I’m always secretly a tiny bit relieved when people tell me they don’t like tofu, as it simply means there’s more for me. Every time I go to my local Tesco Metro I panic that there won’t be any tofu left, but I may be overestimating its appeal in my area. But it baffles me, too – how could anyone dislike it? It’s a flavour sponge! Unless it’s served plain, which would be absurd, then it should be full of the flavour of whatever it’s been marinated or fried in.
I never serve tofu when I cook for family or friends, wary of how it might be received. But this is a recipe I feel confident enough to share because I refuse to accept that anyone could dislike it. It’s packed with peppery goodness, the edges are beautifully crisp, it’s simply amazing.
Black Pepper Tofu
Serves 4, slightly adapted from Plenty
Ingredients:
800g firm tofu
cornflour for dusting
vegetable oil for frying
a knob of margarine
8 shallots, chopped
3-4 red chillies, finely sliced
8 cloves garlic, crushed
2 tbsp ginger, finely chopped
3 tbsp kecap manis (sweet soy sauce)
3 tbsp dark soy sauce
generous pinch of sugar
5 tbsp black peppercorns, coarsely crushed with a pestle and mortar
bunch spring onions, chopped into 3cm lengths
Method:
1. Prepare the tofu first: drain it, wrap it in kitchen roll and weigh it down with a book or similar heavy item for about 15 minutes. Then unwrap it and cut it into smallish chunks.
2. Coat the tofu pieces in cornflour, shaking off the excess.

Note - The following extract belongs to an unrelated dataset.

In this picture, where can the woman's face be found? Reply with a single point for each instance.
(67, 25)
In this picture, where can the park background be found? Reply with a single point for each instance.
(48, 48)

3. Heat a 5mm layer of oil in a large frying pan. Carefully add the tofu pieces and fry them for 5-10 minutes, turning frequently, until they have a golden crust.
4. Remove the tofu to kitchen paper to drain. Empty the pan of oil, wipe it clean and return it to the hob.
5. Melt the margarine and gently fry the shallots, garlic, ginger and chillies for 7 minutes or so.
6. Add the soy sauces, sugar and pepper and stir through for a minute.
7. Return the tofu to the pan and stir well to ensure it is evenly coated. It will only need a few minutes to warm through.
8. Add the spring onions for the last minute, then serve with rice.